Last week, Anthropic launched Claude Code Security, and cybersecurity stocks such as CrowdStrike, Palo Alto Networks, Check Point, and others fell. Shares of traditional software companies also dropped sharply this week. IBM fell 13% in a single day after Anthropic said its AI tools can help with modernizing COBOL. A viral Substack post outlined a hypothetical scenario where AI rewrites the economics of knowledge work, and food delivery, payments, and Indian IT services stocks consequently fell.
Investors are clearly worried. But where others panic, I see opportunity.
New developments with the Claude platform have major implications:
The rise of AI as digital labor. We are moving from general-purpose chat to function-specific digital workers. Claude’s new “plug-ins” or customizable agents cover security, sales, marketing, finance, legal, and more. This is a structural shift from AI as productivity software to AI as digital labor.
Massive pressure on SaaS companies. If an agent can read your CRM, draft outreach, update records, generate reports, and coordinate across tools – many traditional products risk becoming databases with thin UI layers. The defensibility shifts from interface to proprietary data, deep workflow integration, and distribution. The market is pricing in that risk. Whether it’s overreacting is a separate question.
Verticalization accelerates, but not necessarily for the platform players. Generic models are powerful, but winning in verticals requires logic, auditability, industry nuance, enterprise sales, and proprietary data moats. Horizontal platforms like Anthropic may not be best positioned to capture that. What they will do is keep making their underlying models dramatically better, and those models will power the domain-specific, AI-native systems that actually win in regulated, complex, high-stakes industries. The foundation gets stronger. The opportunity for specialized builders grows with it.
Enterprise buying behavior changes. Functional leaders – CISOs, CFOs, CROs, VP Engineering – will increasingly buy AI agents tied to measurable outcomes. The conversation moves from “innovation budget” to “operating leverage.” In our 2026 Mayfield CXO report on enterprise AI, 46% of AI buying decisions are made by business leaders.
A new infrastructure layer becomes critical. When enterprises deploy dozens of Cowork agents, they’ll need governance, observability, permissions, cost controls, and audit trails. The control plane for AI labor is still early – and likely to be a significant category.
The advice I’m giving founders right now
Claude for Everything is both a threat and a gift. A threat if you’re building something shallow. A gift if you’re building something with a deep MOAT.
Here’s the advice I’m giving founders right now:
Build systems of work, not systems of record. The companies that endure will move from storing what happened to deciding and acting on what happens next.
Own a vertical, deeply. Depth beats breadth when the platform layer keeps getting stronger. Go where compliance, nuance, and trust create real moats.

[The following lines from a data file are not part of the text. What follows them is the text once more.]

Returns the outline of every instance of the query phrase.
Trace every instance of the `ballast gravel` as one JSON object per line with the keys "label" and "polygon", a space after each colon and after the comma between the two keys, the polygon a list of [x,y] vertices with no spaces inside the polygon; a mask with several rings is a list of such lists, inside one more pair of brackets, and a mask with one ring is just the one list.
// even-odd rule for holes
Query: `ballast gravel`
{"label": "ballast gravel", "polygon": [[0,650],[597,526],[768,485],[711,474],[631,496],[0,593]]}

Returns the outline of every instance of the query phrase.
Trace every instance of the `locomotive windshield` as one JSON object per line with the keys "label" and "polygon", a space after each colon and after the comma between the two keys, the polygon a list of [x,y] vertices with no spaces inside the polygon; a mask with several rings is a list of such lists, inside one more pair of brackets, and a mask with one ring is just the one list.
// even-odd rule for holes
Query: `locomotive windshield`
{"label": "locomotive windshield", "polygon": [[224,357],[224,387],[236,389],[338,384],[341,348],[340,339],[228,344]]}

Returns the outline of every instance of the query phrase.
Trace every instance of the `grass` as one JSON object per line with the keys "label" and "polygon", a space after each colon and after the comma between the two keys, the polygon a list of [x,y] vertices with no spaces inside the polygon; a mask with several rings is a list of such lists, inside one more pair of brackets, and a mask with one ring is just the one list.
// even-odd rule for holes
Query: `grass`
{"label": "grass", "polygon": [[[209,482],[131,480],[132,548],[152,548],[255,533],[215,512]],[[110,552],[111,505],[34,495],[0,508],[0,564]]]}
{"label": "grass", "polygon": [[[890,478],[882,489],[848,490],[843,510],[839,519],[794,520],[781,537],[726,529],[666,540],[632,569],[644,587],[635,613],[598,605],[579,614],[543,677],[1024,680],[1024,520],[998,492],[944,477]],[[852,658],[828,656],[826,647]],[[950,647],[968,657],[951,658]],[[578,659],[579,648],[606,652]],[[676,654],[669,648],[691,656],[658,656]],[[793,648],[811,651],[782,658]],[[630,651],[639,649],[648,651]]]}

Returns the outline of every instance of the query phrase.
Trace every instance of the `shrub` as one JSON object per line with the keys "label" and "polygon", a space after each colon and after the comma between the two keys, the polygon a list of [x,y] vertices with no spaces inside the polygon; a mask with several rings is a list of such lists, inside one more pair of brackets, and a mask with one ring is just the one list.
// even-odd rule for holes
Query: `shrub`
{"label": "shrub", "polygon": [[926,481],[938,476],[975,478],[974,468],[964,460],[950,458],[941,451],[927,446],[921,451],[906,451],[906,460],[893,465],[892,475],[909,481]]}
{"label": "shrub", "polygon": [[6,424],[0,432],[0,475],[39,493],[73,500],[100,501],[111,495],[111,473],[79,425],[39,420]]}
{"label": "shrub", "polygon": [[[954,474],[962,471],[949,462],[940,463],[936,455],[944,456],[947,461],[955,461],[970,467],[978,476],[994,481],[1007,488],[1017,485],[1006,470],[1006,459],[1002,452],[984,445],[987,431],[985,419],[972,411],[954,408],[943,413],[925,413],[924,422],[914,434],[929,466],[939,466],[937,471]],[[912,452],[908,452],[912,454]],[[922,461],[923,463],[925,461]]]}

Accumulate proprietary data loops fast. If your product doesn’t get smarter with every interaction, it will be replaceable. Generic data commoditizes. Learning loops compound.
Own painful, multi-step workflows, distribution, and the customer relationship. Direct distribution and mission-critical workflow ownership are the most durable competitive advantages in this era. Be careful of developer workflows such as code verification, code security, and DevOps. Claude Code and other coding agents will continue to expand there.
Price to outcomes. Seat-based pricing made sense when software was passive. As AI makes software active, your pricing model will reveal whether AI is core or cosmetic. Offer outcome-based pricing models tied to headcount reduction or measurable cost savings.
Design trust and safety from the start, with human-in-the-loop controls. And don’t build on a single model provider.
The market selloff is a signal, not a verdict
The market selloff this week is an overreaction to disruption anxiety. That anxiety is legitimate. But the winners in this next era won’t be determined by which incumbents survive the news cycle — they’ll be the companies, new and old, that figure out how to own execution inside the workflows that matter most.
The next decade won’t be defined by general chat interfaces. It will be defined by AI embedded invisibly inside of how work actually gets done by domain and vertical-specific agents.
The winners won’t be the companies with the smartest prompts. They’ll be the ones who own outcomes and price their products accordingly.